Published: March 8, 2012

Field Museum receives donation of rare, ungrouped achondrite

Philipp Heck, Sr. Director, Negaunee Integrative Research Center; Robert A. Pritzker Curator for Meteoritics and Polar Studies; Head, Robert A. Pritzker Center, Negaunee Integrative Research Center

Collections and Research Committee Member Terry Boudreaux and fellow meteorite collector Greg Hupé donated a beautifully polished 4.9-gram-slice of a rare, ungrouped achondritic meteorite (NWA 6704) to The Field Museum.  The meteorite fell in the Sahara desert in northwestern Africa and did not experience much weathering.  The interior is a beautiful yellowish green (see photo) and is composed of the mineral plagioclase, pyroxene, olivine, chromite, and of metal, and does not show signs of shock due to the impact.  The meteorite has lost its chondritic texture and is therefore an achondrite.  However, the petrology, the elemental and oxygen isotopic composition share characteristics of different meteorite groups and does not allow to group it with any known group.  “This unusual and precious meteorite is a wonderful addition to the Museum's meteorite collection,” said Robert A. Pritzker Assistant Curator of Meteoritics and Polar Studies Philipp Heck (Geology), “it will be carefully curated in our state-of-the-art collection space to make sure it is available not only for current studies but also for future generations of scientists.”  The Department of Geology thanks Terry Boudreaux and Greg Hupé for their generous donation.

Philipp Heck
Sr. Director, Negaunee Integrative Research Center; Robert A. Pritzker Curator for Meteoritics and Polar Studies; Head, Robert A. Pritzker Center

Philipp R. Heck serves as the Senior Director of Research at the Field Museum. Research at the Field Museum is conducted in the areas of Earth and Planetary Sciences, Life Sciences, Anthropology and Archeology, and is united in the Negaunee Integrative Research Center. Heck is the Robert A. Pritzker Curator of Meteoritics and Polar Studies at the Field Museum of Natural History in Chicago, IL in the Science & Education department and a Professor (part time) at the University of Chicago's Department of the Geophysical Sciences and the College ( 

Heck's research focuses on presolar grains to understand our parent stars and the history of our Galaxy, early solar system materials, asteroids, and on the delivery history of extraterrestrial matter to Earth. For his research he studies the mineralogy and geochemistry of meteorites, micrometeorites and space-mission returned samples and also of fossil meteorites and micrometeorites found in Earth's sedimentary record. Heck joined the sample analysis team of NASA's OSIRIS-REx sample return mission. Heck was a member of the international research consortium to find and study the first modern interstellar dust returned by NASA's Stardust Mission. Heck is an executive committee member of the Extraterrestrial Materials Analysis Group (ExMAG) and is chairing the Microparticle Subcommittee.

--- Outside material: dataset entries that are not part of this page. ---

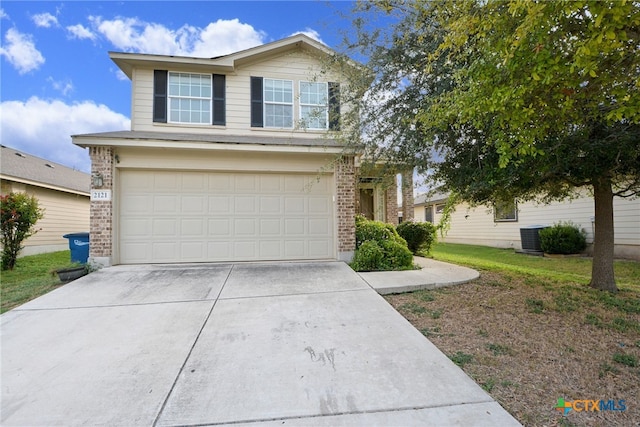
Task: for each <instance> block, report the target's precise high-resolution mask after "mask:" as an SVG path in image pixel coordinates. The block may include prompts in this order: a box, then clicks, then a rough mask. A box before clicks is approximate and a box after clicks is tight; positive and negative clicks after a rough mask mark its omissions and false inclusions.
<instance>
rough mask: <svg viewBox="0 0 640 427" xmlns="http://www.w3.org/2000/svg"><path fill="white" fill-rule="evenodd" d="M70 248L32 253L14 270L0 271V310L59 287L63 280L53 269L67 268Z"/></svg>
mask: <svg viewBox="0 0 640 427" xmlns="http://www.w3.org/2000/svg"><path fill="white" fill-rule="evenodd" d="M70 259H71V256H70V253H69V251H60V252H51V253H48V254H40V255H31V256H26V257H22V258H19V259H18V262H17V263H16V267H15V268H14V269H13V271H3V272H1V273H0V300H1V301H2V304H1V305H2V307H1V308H0V313H4V312H5V311H7V310H11V309H12V308H14V307H17V306H19V305H20V304H24V303H25V302H27V301H29V300H32V299H34V298H36V297H39V296H40V295H43V294H46V293H47V292H49V291H51V290H53V289H55V288H57V287H58V286H60V285H61V284H62V283H61V282H60V280H58V276H57V275H56V274H51V273H52V271H54V270H57V269H59V268H63V267H68V266H69V265H70V264H71V263H70Z"/></svg>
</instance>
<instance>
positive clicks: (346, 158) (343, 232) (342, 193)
mask: <svg viewBox="0 0 640 427" xmlns="http://www.w3.org/2000/svg"><path fill="white" fill-rule="evenodd" d="M335 181H336V210H337V221H338V224H337V225H338V259H339V260H341V261H345V262H351V259H352V258H353V253H354V251H355V250H356V175H355V167H354V159H353V157H343V158H340V159H338V160H337V161H336V164H335Z"/></svg>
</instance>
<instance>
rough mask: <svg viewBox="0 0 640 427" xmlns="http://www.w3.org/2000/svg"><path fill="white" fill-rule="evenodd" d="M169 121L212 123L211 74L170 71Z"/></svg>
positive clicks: (206, 123)
mask: <svg viewBox="0 0 640 427" xmlns="http://www.w3.org/2000/svg"><path fill="white" fill-rule="evenodd" d="M169 122H172V123H200V124H210V123H211V74H192V73H169Z"/></svg>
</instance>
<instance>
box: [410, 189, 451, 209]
mask: <svg viewBox="0 0 640 427" xmlns="http://www.w3.org/2000/svg"><path fill="white" fill-rule="evenodd" d="M448 198H449V193H440V192H438V191H437V190H436V191H430V192H428V193H425V194H420V195H418V196H416V197H414V199H413V205H414V206H420V205H426V204H429V203H435V202H443V201H445V200H447V199H448Z"/></svg>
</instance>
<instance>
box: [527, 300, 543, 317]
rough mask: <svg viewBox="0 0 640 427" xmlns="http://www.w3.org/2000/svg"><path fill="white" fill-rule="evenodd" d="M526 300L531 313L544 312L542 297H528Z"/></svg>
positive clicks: (530, 312) (537, 313)
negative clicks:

As the curator in charge, Philipp R. Heck oversees the collection of meteorites at the recently established Robert A. Pritzker Center for Meteoritics and Polar Studies, the largest meteorite collection housed at a private institution with more than 12000 specimens and more than 1600 different meteorites. Other responsibilities include the curation of the gem, mineral, rock and economic geology collections.

Philipp R. Heck came to the Field Museum in March 2010 from the University of Chicago, where he was a postdoctoral scholar working on new analytical techniques for presolar grains. He obtained his M.Sc. and Ph.D. degrees at ETH Zurich in Switzerland in geo- and cosmochemistry. He then worked as a postdoctoral fellow at the Max-Planck-Institute for Chemistry where he studied the first comet dust brought back from Comet Wild-2 by NASA’s Stardust Mission and at the University of Wisconsin-Madison where he worked mainly on fossil meteorites and banded iron formations from around the world. For his studies he uses specialized analytical techniques such as secondary ion mass spectrometry (NanoSIMS, IMS-1280 and TOF-SIMS), noble gas mass spectrometry, atom probe tomography, scanning electron microscopy and electron microprobe analysis. Sample preparation for atom-probe work is performed with focused ion beam workstations.